The text was copied correctly in qpdfview both with and without \XeTeXgenerateactualtext=1
So, it does look like this is purely a PDF-viewer issue (very similar to the old issue of what css features does a browser support) -- and not releated to LaTex, Sile, or xelatex. etc.
See somewhat related discussion https://github.com/sile-typesetter/sile/discussions/1927
For the mere record, I experimented bringing directly /ActualText
in the libtexpdf outputter around text boxes, as I suggested in a discussion some time ago: https://github.com/sile-typesetter/sile/discussions/1927#discussioncomment-7862825
Then, search (and copy) work well in Evince (before, it would fail on the fi ligature...):
But when selecting the text, it shows ugly things...

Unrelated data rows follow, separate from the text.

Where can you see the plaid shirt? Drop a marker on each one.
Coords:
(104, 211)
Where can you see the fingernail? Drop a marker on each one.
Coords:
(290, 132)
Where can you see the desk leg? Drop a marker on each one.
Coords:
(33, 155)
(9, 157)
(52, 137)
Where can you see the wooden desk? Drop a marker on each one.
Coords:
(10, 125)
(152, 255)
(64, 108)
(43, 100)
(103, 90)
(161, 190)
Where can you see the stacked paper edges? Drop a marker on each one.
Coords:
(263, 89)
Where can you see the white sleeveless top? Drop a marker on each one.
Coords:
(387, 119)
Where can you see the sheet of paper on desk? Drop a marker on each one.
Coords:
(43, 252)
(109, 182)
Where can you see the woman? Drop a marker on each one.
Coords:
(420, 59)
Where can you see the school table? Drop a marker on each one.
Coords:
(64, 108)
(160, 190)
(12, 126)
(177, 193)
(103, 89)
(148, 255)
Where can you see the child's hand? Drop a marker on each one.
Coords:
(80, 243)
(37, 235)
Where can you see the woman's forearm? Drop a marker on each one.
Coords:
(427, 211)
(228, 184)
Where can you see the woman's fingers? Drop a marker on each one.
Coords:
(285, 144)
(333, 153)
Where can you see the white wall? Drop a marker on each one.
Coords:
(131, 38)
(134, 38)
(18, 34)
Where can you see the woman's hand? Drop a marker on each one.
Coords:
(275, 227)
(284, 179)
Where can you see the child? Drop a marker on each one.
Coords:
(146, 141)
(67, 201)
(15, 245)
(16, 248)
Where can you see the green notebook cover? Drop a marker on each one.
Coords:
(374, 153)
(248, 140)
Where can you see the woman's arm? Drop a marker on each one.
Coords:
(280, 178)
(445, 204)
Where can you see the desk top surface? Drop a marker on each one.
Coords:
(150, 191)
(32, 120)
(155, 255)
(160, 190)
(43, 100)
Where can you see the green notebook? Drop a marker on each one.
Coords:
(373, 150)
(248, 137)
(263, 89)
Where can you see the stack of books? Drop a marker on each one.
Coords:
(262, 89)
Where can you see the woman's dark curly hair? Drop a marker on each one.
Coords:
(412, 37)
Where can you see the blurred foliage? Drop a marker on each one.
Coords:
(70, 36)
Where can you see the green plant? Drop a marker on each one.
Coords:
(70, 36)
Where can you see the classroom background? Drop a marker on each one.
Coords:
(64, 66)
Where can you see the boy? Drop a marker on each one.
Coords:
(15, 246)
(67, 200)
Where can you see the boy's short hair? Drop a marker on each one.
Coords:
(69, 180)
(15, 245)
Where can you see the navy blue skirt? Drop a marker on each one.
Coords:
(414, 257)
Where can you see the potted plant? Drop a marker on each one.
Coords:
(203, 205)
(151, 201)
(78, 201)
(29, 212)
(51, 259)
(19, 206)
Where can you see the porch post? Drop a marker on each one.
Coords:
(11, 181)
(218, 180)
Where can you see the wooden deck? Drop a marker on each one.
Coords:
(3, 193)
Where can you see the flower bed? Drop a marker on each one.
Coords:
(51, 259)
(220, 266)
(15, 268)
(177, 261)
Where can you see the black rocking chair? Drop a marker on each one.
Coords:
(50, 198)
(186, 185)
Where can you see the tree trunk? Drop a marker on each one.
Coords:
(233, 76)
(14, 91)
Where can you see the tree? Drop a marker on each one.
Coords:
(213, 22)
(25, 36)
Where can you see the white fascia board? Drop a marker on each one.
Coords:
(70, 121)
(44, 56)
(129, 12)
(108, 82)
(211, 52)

It might be an Evince-only problem (using v46.0) -- Okular (using v24.05.2) doesn't have this problem (= it also failed to find/copy the fi ligature, but with the suggested code change everything seems fine)
So I'm unsure it's a PDF-viewer problem or there's some deeper issue in this /ActualText
naive approach.
N.B. The "naive" patch:
diff --git a/outputters/libtexpdf.lua b/outputters/libtexpdf.lua
index c7f7d42b..cf7c8c60 100644
--- a/outputters/libtexpdf.lua
+++ b/outputters/libtexpdf.lua
@@ -132,6 +132,8 @@ function outputter:drawHbox (value, width)
if not value.glyphString then
return
end
+ local txt = SU.utf8_to_utf16be_hexencoded(value.text)
+ pdf.add_content("/Span << /ActualText <" .. txt .. "> >>\nBDC\n")
-- Nodes which require kerning or have offsets to the glyph
-- position should be output a glyph at a time. We pass the
-- glyph advance from the htmx table, so that libtexpdf knows
@@ -155,6 +157,7 @@ function outputter:drawHbox (value, width)
buf = table.concat(buf, "")
self:_drawString(buf, width, 0, 0)
end
+ pdf.add_content("\nEMC")
end
function outputter:_withDebugFont (callback)
The pdf standard includes a command called /ActualText which allows you to include the unicode text along with the normally occurring glyphs in the pdf. This is wonderful for Arabic and other non-Latin languages that have never had the ability to copy-paste out of pdfs.
XeTeX added the command "\XeTeXgenerateactualtext=1" a year or so ago so that pdfs encoded through it would include the ActualText data in them.
Is it possible to add a similar feature to SILE?